CA: At the heart of me there’s a detective who needs to gather all the data. It also comes from the fact that people have emotional reactions to my work. I get a lot of ‘Not all men…’ or ‘That’s not my experience…’ And maybe subconsciously I’ve found a way to reply with data. I mean, 69 men said ‘horny’ for their one-word descriptor. The numbers don’t lie.
SH: Cook placed your work alongside that of Albert Tucker (1914-1999), an Australian modernist icon. How did that strike you?
CA: It seemed strange at first, but when I saw his works up close (for example his painting of fleshy, bathing women), it made sense from a material perspective. Put his drawings beside my visual diaries and there are interesting similarities. The immediacy of marks, interpretation of figures.
Somebody asked me if Tucker would like the show. I wondered about that. I employed an internet psychic to ask Tucker’s ghost. The answer was wishy-washy. Obviously.

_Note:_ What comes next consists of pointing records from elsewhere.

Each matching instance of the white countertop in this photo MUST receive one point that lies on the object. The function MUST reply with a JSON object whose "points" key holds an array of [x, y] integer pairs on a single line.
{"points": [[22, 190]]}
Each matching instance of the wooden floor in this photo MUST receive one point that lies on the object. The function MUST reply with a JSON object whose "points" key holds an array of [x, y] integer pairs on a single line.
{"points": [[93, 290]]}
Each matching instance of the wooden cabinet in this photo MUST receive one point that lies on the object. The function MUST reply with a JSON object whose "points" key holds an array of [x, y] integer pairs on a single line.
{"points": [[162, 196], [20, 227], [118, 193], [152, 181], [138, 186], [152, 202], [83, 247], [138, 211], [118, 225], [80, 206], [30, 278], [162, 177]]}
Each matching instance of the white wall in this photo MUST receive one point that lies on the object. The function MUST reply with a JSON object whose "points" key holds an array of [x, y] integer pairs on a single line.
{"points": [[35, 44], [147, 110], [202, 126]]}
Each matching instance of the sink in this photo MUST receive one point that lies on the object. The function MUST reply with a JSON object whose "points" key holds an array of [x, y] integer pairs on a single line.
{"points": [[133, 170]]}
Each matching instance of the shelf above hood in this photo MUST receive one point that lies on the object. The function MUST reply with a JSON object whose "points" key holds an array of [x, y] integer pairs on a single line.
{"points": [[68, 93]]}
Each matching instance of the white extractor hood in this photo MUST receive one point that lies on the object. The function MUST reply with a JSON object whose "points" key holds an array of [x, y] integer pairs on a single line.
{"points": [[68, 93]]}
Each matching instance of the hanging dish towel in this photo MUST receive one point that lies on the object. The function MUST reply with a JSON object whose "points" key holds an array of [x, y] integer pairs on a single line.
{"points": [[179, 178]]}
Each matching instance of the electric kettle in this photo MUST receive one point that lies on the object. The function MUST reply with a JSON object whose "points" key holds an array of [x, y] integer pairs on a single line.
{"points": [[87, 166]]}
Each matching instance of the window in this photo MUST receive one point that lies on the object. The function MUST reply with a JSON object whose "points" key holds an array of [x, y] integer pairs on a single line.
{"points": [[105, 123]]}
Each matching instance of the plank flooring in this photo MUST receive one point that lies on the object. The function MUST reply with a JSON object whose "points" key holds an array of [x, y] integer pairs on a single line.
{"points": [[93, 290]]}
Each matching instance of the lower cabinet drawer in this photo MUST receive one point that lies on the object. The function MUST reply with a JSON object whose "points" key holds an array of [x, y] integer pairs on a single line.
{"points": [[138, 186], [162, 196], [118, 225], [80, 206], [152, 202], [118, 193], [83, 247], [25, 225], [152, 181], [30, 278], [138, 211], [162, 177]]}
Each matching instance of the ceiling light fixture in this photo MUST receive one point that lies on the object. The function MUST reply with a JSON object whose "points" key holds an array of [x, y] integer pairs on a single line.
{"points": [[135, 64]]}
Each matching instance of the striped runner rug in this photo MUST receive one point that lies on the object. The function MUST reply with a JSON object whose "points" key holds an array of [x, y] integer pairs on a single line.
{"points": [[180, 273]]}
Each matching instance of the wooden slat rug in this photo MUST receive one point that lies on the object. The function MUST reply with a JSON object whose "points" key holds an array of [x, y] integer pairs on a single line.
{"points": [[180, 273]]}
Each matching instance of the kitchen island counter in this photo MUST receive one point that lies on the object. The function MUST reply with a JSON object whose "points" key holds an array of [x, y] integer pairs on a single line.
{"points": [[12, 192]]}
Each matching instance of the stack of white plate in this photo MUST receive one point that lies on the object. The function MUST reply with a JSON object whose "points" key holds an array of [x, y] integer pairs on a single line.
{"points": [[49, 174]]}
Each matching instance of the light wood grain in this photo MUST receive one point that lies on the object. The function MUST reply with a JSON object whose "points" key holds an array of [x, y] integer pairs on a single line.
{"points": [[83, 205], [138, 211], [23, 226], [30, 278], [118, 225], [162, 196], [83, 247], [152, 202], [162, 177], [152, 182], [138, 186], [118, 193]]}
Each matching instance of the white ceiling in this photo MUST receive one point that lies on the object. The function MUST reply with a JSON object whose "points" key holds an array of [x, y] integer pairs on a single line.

Ultimately, I think he would not like it. His pain, his views on women, these things mean he wouldn’t understand it as we do. I also think maybe that doesn’t matter. I do feel a closeness to him, though. When I see his work, I think ‘Oh, there’s my mate Albert.’ I sympathise with his experience of emoting and processing trauma through art.
SH: When I first saw your name billed alongside Tucker’s, I found myself scanning his work for pink, which you use liberally. What’s your relationship with pink?
CA: I used to hate pink. I’m a goth at heart. So it just wasn’t on the cards, style-wise. Now, I can’t get enough. In this exhibition, the walls are pink.
In 2016, the Pantone colour of the year was Rose Quartz, also known as millennial pink. It became such a trend for fashion, homewares, technology, devices; everything was that soft, baby pink. So much so that it has become a neutral. If you go to Kmart to buy a cushion, they will come in black, cream and pink, as though pink is nothing now, like white. Pink will live on. Mark my words.